Le scénario conjugue avec une virtuosité magistrale événements sportifs et politiques. Quelle était l’ambition première du réalisateur ?
Faire un film de cinéma distrayant tout en étant fidèle à la réalité historique et en aidant le spectateur à replacer le film dans son contexte historique et en lui faisant sentir et comprendre que le film traite de sujets d’une grande actualité.
Quelle est la part du numérique dans ce film ?
850 plans sont truqués et le film est une prouesse en effets spéciaux pour recréer les 5 stades dans leurs détails historiques.
Sur quels critères avez-vous sélectionné l’interprète de Jesse Owens ?
Nous avons voulu rester fidèles à la réalité en termes d’âge car nous pensions que d’avoir un acteur âgé de 22 ans était la meilleure manière de préserver son authenticité en termes d’interprétation. Jesse Owens avait le même âge que Stephan James…
Ce film semble tenter une réhabilitation de Leni Riefenstahl…
Pas du tout. Simplement et comme beaucoup d’éléments dans ce film, il faut comprendre que nous ne sommes qu’en 1936…et que les personnages n’en sont qu’à leurs (tristes) débuts…

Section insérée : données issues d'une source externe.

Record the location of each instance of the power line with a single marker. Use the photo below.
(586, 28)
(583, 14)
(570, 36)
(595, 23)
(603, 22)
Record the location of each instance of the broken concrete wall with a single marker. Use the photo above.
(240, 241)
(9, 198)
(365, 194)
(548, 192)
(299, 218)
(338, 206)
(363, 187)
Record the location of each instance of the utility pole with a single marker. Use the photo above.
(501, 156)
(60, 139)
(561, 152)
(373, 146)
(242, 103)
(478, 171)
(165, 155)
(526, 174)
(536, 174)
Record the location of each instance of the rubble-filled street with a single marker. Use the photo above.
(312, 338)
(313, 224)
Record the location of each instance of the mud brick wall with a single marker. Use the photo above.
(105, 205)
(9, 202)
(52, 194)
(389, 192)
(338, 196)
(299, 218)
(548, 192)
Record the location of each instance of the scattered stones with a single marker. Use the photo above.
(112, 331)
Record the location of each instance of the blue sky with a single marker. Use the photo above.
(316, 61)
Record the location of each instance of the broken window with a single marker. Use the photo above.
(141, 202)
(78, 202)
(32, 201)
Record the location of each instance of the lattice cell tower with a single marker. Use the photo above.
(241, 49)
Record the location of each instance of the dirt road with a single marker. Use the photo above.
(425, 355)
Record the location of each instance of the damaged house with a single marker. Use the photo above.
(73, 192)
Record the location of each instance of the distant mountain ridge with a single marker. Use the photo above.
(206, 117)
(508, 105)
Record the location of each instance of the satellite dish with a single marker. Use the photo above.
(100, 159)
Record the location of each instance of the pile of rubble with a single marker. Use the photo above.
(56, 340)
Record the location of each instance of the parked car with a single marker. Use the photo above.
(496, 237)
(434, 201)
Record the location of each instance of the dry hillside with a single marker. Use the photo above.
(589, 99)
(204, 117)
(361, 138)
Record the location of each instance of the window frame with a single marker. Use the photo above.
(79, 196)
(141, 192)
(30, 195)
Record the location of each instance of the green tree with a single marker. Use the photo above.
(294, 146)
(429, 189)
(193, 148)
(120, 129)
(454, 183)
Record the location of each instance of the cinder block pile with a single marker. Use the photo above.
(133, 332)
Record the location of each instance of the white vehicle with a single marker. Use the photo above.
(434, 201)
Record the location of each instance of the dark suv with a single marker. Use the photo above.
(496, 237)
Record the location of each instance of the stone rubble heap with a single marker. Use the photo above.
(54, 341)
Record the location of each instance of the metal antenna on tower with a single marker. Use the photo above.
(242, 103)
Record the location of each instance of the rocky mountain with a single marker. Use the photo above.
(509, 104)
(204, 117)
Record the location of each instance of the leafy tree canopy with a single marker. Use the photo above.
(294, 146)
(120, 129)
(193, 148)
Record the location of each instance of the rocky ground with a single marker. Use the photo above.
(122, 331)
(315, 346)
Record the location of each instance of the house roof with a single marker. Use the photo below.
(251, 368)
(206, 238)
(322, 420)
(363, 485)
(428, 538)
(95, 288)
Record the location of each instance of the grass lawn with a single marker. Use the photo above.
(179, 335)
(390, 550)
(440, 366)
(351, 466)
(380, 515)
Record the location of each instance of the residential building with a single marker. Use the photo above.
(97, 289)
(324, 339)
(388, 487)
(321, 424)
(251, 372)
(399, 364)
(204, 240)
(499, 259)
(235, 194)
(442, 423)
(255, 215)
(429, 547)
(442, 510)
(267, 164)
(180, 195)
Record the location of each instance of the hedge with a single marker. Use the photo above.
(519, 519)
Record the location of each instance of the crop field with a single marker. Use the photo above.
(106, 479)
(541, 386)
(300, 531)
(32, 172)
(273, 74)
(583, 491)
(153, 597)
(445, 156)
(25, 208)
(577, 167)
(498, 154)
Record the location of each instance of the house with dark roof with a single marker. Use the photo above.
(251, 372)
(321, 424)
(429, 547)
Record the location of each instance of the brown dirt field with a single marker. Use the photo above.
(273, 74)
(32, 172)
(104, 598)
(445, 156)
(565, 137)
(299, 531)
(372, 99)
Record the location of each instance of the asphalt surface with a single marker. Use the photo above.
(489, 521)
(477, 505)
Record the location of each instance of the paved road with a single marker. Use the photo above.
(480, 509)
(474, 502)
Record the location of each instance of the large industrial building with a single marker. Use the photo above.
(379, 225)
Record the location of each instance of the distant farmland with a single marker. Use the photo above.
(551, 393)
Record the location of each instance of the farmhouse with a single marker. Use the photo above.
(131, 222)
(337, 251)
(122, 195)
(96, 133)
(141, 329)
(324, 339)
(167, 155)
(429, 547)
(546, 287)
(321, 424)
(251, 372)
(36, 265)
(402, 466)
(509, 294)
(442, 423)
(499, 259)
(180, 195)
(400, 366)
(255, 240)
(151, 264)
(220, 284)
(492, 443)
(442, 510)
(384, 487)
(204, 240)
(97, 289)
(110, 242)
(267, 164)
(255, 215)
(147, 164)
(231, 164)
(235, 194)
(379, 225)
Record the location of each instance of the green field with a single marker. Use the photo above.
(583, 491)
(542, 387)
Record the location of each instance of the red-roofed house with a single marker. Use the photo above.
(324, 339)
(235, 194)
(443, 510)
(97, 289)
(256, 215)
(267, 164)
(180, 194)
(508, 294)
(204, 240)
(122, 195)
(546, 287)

Pourquoi le Gouvernement américain a-t-il mis autant de temps à reconnaître Jesse Owens comme l’un des plus grands sportifs de l’histoire des Etats Unis ?
Parce que les ETATS UNIS, et l’actualité nous le montre tous les jours, est un pays encore très marqué par le racisme anti-noir.
A présent, quel est votre regard sur ce film ?
Je suis heureux et fier de l’avoir imaginé et de l’avoir porté, avec l’aide de tous ceux qui y ont cru, investissant temps et argent sans se préoccuper d’un éventuel « retour sur investissement ».